Besonders gut klappte auch der Besuch in einem Fischerdorf, wo die Schüler in einem kleinen Raum des Heimatvereins plötzlich doch noch Kontakt zu den älteren, belesenen Vereinsmitgliedern aufbauten: „Am Anfang haben die Schüler die angesehen wie UFOs, und dann wurde es sehr intensiv, weil sie in diesem Vereinszimmer zum Beispiel Fotos von Orten entdeckten, die sie kannten.“ Oder: Alle saßen auf einer Wanderung zusammen oben auf der Felskante und schauten hinunter auf das Land. Diesen Abstand zu ihrer Heimat hatten die Schüler noch nie gehabt – und begannen gleich, darüber zu sprechen und zu reflektieren.

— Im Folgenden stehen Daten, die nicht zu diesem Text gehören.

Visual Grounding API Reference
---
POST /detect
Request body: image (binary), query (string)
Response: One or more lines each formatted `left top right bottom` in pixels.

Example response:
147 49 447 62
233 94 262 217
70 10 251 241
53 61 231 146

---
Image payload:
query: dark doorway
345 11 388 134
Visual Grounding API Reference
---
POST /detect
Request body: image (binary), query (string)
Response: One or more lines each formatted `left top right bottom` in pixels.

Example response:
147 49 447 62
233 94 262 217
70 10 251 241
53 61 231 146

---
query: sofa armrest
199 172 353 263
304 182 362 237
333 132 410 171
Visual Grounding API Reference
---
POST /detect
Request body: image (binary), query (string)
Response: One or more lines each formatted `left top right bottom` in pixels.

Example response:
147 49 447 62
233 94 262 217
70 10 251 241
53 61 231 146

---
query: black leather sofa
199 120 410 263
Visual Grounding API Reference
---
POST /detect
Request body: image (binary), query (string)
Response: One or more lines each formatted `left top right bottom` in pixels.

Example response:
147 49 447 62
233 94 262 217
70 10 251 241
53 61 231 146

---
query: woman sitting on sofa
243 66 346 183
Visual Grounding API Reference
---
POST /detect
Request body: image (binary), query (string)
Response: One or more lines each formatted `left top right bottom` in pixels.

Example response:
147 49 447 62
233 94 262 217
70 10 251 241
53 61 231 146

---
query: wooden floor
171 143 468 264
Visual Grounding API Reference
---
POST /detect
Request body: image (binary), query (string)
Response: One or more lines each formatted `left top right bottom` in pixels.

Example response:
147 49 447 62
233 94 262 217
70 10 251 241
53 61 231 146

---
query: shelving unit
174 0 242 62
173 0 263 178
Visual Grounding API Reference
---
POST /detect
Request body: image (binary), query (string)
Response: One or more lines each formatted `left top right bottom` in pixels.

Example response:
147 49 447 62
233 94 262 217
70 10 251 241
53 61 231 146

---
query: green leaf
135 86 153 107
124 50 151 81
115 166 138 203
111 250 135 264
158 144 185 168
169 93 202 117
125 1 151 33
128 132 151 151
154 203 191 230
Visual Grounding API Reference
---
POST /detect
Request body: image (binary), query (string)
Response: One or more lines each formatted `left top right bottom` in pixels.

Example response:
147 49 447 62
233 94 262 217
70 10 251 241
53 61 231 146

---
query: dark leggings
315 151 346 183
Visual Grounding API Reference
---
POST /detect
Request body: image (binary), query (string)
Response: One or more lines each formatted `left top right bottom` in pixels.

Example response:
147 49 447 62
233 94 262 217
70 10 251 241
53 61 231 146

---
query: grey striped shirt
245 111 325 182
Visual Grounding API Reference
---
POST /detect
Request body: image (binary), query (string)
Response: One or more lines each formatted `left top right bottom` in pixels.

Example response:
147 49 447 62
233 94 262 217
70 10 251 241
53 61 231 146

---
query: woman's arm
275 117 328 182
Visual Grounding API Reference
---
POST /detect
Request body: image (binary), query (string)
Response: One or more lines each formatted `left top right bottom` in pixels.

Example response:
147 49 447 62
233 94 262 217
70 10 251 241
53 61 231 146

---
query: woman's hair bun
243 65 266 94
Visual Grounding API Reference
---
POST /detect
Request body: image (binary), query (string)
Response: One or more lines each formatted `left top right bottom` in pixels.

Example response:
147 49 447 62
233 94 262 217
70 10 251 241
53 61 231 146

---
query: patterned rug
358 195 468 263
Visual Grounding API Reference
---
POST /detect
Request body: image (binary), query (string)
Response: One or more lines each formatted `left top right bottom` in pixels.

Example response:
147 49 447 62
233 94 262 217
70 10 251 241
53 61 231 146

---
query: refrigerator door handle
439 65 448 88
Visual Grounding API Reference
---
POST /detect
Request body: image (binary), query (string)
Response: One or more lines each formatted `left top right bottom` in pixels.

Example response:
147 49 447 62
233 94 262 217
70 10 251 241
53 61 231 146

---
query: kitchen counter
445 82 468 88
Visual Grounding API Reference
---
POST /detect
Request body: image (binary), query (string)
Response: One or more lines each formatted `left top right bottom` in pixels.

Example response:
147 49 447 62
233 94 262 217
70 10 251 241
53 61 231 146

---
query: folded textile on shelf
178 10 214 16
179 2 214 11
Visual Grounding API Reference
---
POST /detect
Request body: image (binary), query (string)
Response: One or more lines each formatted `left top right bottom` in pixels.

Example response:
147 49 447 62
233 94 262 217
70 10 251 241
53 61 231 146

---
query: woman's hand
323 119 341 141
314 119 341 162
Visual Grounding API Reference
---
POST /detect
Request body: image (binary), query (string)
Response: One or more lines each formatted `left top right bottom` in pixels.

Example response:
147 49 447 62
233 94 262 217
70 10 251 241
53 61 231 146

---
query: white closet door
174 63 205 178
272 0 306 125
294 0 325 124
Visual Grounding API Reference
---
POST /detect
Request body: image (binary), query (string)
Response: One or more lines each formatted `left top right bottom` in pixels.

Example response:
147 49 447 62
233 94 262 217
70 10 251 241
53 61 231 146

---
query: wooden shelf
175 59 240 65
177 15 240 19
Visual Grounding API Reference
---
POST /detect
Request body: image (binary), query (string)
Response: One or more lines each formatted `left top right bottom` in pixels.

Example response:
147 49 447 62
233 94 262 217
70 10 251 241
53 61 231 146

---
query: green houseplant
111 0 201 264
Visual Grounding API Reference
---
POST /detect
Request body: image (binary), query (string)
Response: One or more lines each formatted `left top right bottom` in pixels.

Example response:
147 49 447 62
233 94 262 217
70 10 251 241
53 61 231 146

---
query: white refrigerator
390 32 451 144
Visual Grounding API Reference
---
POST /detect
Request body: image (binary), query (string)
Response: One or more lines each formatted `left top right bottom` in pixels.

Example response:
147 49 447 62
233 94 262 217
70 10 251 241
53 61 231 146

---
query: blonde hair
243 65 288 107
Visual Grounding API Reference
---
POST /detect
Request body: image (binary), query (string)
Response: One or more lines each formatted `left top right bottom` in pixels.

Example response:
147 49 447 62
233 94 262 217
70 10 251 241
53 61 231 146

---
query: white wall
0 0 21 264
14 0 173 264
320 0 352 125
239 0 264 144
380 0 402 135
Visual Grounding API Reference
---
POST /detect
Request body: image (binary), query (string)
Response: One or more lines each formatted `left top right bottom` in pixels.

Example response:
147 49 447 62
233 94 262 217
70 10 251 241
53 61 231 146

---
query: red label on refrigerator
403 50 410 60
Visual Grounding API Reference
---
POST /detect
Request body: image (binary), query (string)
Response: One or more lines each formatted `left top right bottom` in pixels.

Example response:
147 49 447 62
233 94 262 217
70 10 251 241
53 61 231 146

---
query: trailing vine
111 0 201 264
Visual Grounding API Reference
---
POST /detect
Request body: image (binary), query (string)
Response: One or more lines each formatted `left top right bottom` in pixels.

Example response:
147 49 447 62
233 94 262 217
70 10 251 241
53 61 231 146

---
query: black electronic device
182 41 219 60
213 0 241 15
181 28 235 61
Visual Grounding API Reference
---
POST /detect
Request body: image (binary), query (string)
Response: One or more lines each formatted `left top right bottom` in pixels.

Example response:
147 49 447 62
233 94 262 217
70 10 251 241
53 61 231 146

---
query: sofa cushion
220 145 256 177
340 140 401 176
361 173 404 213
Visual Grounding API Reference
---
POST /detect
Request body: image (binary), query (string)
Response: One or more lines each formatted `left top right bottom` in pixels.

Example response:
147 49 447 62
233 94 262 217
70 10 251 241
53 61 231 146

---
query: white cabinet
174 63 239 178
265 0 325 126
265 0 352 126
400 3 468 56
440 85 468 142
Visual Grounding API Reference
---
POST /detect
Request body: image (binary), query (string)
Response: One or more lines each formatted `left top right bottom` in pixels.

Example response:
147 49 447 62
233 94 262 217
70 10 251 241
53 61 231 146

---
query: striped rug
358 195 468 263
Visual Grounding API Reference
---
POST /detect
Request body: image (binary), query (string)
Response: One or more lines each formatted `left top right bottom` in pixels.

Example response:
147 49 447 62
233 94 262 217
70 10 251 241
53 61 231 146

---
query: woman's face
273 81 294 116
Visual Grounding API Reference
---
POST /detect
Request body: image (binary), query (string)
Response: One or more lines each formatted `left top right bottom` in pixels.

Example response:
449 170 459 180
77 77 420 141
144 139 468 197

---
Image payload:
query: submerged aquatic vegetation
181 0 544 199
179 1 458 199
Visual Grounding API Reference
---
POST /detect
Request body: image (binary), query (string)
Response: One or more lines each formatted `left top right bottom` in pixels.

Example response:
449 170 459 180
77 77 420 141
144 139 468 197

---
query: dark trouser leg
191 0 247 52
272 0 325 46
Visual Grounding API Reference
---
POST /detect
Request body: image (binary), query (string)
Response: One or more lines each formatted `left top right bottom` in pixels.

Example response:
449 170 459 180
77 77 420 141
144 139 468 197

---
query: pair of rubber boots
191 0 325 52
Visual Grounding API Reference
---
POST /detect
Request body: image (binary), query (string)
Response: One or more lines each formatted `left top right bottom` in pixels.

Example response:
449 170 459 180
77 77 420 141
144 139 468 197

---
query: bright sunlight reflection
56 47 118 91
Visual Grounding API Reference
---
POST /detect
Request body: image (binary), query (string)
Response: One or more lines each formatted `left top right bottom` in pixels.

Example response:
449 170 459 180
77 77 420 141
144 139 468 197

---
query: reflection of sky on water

In dem Projektjahr entstanden auch Dinge: ein Ofen, eine Betonskulptur, Schilder mit Fotos von der Gegend, die in der Gegend selbst aufgestellt wurden. An erster Stelle aber stand ein Pavillon aus Holz mit einer Bar. Den Pavillon haben sie mitten in der Infrastruktur gebaut, zwischen dem großen Supermarkt, dem sozialen Wohnungsbau und dem Gewerbegebiet.
„Am Ende haben die Bürger das Projekt übernommen“, erzählt Boris Sieverts. Der Auslöser waren ein Felsbrocken und eine Blaskapelle: Mit den Musikern machten die Projektplaner einen Umzug, bei dem viele Leute dazukamen. Und auf dem Umzug wurde die Miniatur eines legendären Felsbrockens aus der Gegend herumgetragen (der Stein heißt „pierre tombée“, gefallener Stein, und es gibt viele Geschichten über ihn).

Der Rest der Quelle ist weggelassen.